On the positive side, if you spend some time at a Cirque fan website, you will understand that through the eyes of the young bristling with talent and ambition, here is a form of circus to feel good about. It is, as Ringling once was (recalling the words of the late Harold Ronk) the “modern circus.” Its production values are nearly without compare. It has billions to afford. And it may need to start spending more on first rate talent.
But with all its money, might the darker quirks of Guy Laliberte — who might, for example, suffer a serious greed problem — at some point self-destruct artistically? I think not, and I will tell you why.

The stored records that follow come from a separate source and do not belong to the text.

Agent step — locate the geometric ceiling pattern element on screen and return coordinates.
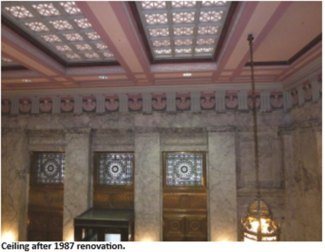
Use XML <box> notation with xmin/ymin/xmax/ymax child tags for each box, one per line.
<box><xmin>2</xmin><ymin>1</ymin><xmax>117</xmax><ymax>63</ymax></box>
<box><xmin>0</xmin><ymin>1</ymin><xmax>322</xmax><ymax>92</ymax></box>
<box><xmin>135</xmin><ymin>1</ymin><xmax>231</xmax><ymax>60</ymax></box>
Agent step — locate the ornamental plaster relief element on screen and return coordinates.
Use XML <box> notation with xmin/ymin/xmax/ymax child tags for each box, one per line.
<box><xmin>2</xmin><ymin>73</ymin><xmax>321</xmax><ymax>115</ymax></box>
<box><xmin>19</xmin><ymin>98</ymin><xmax>31</xmax><ymax>113</ymax></box>
<box><xmin>152</xmin><ymin>94</ymin><xmax>166</xmax><ymax>111</ymax></box>
<box><xmin>60</xmin><ymin>97</ymin><xmax>74</xmax><ymax>113</ymax></box>
<box><xmin>270</xmin><ymin>94</ymin><xmax>283</xmax><ymax>109</ymax></box>
<box><xmin>200</xmin><ymin>93</ymin><xmax>215</xmax><ymax>110</ymax></box>
<box><xmin>82</xmin><ymin>97</ymin><xmax>96</xmax><ymax>112</ymax></box>
<box><xmin>1</xmin><ymin>99</ymin><xmax>11</xmax><ymax>114</ymax></box>
<box><xmin>39</xmin><ymin>98</ymin><xmax>52</xmax><ymax>113</ymax></box>
<box><xmin>105</xmin><ymin>97</ymin><xmax>119</xmax><ymax>112</ymax></box>
<box><xmin>225</xmin><ymin>92</ymin><xmax>238</xmax><ymax>109</ymax></box>
<box><xmin>247</xmin><ymin>94</ymin><xmax>261</xmax><ymax>109</ymax></box>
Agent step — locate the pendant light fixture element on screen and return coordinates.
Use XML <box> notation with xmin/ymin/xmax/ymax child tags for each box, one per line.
<box><xmin>240</xmin><ymin>34</ymin><xmax>281</xmax><ymax>242</ymax></box>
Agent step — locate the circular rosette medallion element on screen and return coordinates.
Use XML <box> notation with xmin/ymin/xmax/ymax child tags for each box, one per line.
<box><xmin>175</xmin><ymin>160</ymin><xmax>194</xmax><ymax>179</ymax></box>
<box><xmin>106</xmin><ymin>161</ymin><xmax>124</xmax><ymax>178</ymax></box>
<box><xmin>43</xmin><ymin>159</ymin><xmax>60</xmax><ymax>178</ymax></box>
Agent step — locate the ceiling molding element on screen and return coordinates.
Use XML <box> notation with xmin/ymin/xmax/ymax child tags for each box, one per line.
<box><xmin>213</xmin><ymin>1</ymin><xmax>240</xmax><ymax>61</ymax></box>
<box><xmin>2</xmin><ymin>82</ymin><xmax>283</xmax><ymax>98</ymax></box>
<box><xmin>66</xmin><ymin>66</ymin><xmax>126</xmax><ymax>76</ymax></box>
<box><xmin>151</xmin><ymin>62</ymin><xmax>216</xmax><ymax>72</ymax></box>
<box><xmin>281</xmin><ymin>55</ymin><xmax>322</xmax><ymax>90</ymax></box>
<box><xmin>122</xmin><ymin>2</ymin><xmax>151</xmax><ymax>69</ymax></box>
<box><xmin>1</xmin><ymin>70</ymin><xmax>42</xmax><ymax>78</ymax></box>
<box><xmin>1</xmin><ymin>65</ymin><xmax>28</xmax><ymax>71</ymax></box>
<box><xmin>244</xmin><ymin>33</ymin><xmax>322</xmax><ymax>67</ymax></box>
<box><xmin>2</xmin><ymin>25</ymin><xmax>65</xmax><ymax>73</ymax></box>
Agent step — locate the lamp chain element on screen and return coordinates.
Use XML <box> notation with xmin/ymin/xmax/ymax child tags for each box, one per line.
<box><xmin>248</xmin><ymin>34</ymin><xmax>260</xmax><ymax>197</ymax></box>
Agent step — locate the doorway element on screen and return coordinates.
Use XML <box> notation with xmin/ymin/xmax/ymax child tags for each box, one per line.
<box><xmin>162</xmin><ymin>152</ymin><xmax>207</xmax><ymax>241</ymax></box>
<box><xmin>27</xmin><ymin>152</ymin><xmax>65</xmax><ymax>241</ymax></box>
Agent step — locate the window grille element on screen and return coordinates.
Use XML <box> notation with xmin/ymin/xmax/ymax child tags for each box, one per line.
<box><xmin>34</xmin><ymin>153</ymin><xmax>65</xmax><ymax>184</ymax></box>
<box><xmin>97</xmin><ymin>153</ymin><xmax>133</xmax><ymax>185</ymax></box>
<box><xmin>165</xmin><ymin>152</ymin><xmax>203</xmax><ymax>186</ymax></box>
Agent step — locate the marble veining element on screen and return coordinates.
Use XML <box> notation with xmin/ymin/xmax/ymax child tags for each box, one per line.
<box><xmin>208</xmin><ymin>132</ymin><xmax>237</xmax><ymax>241</ymax></box>
<box><xmin>63</xmin><ymin>132</ymin><xmax>91</xmax><ymax>241</ymax></box>
<box><xmin>134</xmin><ymin>133</ymin><xmax>161</xmax><ymax>241</ymax></box>
<box><xmin>0</xmin><ymin>98</ymin><xmax>321</xmax><ymax>241</ymax></box>
<box><xmin>1</xmin><ymin>130</ymin><xmax>29</xmax><ymax>241</ymax></box>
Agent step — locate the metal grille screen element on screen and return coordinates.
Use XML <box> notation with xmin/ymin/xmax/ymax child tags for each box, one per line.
<box><xmin>165</xmin><ymin>152</ymin><xmax>203</xmax><ymax>186</ymax></box>
<box><xmin>98</xmin><ymin>153</ymin><xmax>133</xmax><ymax>185</ymax></box>
<box><xmin>34</xmin><ymin>153</ymin><xmax>65</xmax><ymax>184</ymax></box>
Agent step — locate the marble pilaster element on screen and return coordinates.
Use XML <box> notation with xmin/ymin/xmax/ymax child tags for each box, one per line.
<box><xmin>1</xmin><ymin>129</ymin><xmax>29</xmax><ymax>241</ymax></box>
<box><xmin>63</xmin><ymin>130</ymin><xmax>91</xmax><ymax>241</ymax></box>
<box><xmin>134</xmin><ymin>132</ymin><xmax>161</xmax><ymax>241</ymax></box>
<box><xmin>282</xmin><ymin>132</ymin><xmax>295</xmax><ymax>241</ymax></box>
<box><xmin>290</xmin><ymin>127</ymin><xmax>322</xmax><ymax>241</ymax></box>
<box><xmin>208</xmin><ymin>132</ymin><xmax>237</xmax><ymax>241</ymax></box>
<box><xmin>52</xmin><ymin>96</ymin><xmax>61</xmax><ymax>114</ymax></box>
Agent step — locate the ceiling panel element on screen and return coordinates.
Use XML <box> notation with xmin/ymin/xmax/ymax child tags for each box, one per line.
<box><xmin>1</xmin><ymin>1</ymin><xmax>118</xmax><ymax>64</ymax></box>
<box><xmin>253</xmin><ymin>1</ymin><xmax>322</xmax><ymax>62</ymax></box>
<box><xmin>135</xmin><ymin>1</ymin><xmax>232</xmax><ymax>60</ymax></box>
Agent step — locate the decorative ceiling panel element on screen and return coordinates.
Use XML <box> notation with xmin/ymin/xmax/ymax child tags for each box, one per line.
<box><xmin>1</xmin><ymin>1</ymin><xmax>117</xmax><ymax>64</ymax></box>
<box><xmin>135</xmin><ymin>1</ymin><xmax>232</xmax><ymax>60</ymax></box>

Kooza tells us many things. It show us what excitement true stars like Anthony Gatto bring to a show that was beginning to look a bit too fey, too precious. It tells us that Guy Laliberte is able to let go of one aesthetic and charge ahead after another. After all, at the very beginning, he and his cohorts set out to “reinvent” the circus. At his relatively young age, he may still have a few more reinventions left inside of him.
Kooza also tells us that you can’t expect to treat your staff like dirt without consequences. Perhaps the most telling element of this new edition is the program magazine itself. Unlike every other show that has preceded Kooza, the magazine for this edition comes with a separate insert listing the acts. Does this not suggest that management has already suffered or expects turnover? And what does that say, may I ask you, Mr. Laliberte?
The young and the hip have a very new age circus to aspire to. But they will not stick around forever. “The glow is gone,” guesses the Savvy Insider. And if that’s the case, some of the same kids — among them, our possible ring stars of tomorrow — will begin to look elsewhere, and they might change their attitudes about traditional circus. If they can’t increase their pay scale, at least they can look around in search of friendlier circumstances. There are a number of shows out there, I have to believe, that treat people like human beings. John Ringling North II, for one, has shown real compassion in managing his Kelly-Miller staff.
Circus performers with rare exception have never been unionized in this country. They are known for accepting low wages, for going well beyond the call of duty (“cherry pie”) when needed, to help move the show. At times, they have nearly spilled their blood in the love of the big top. The least they deserve is respect.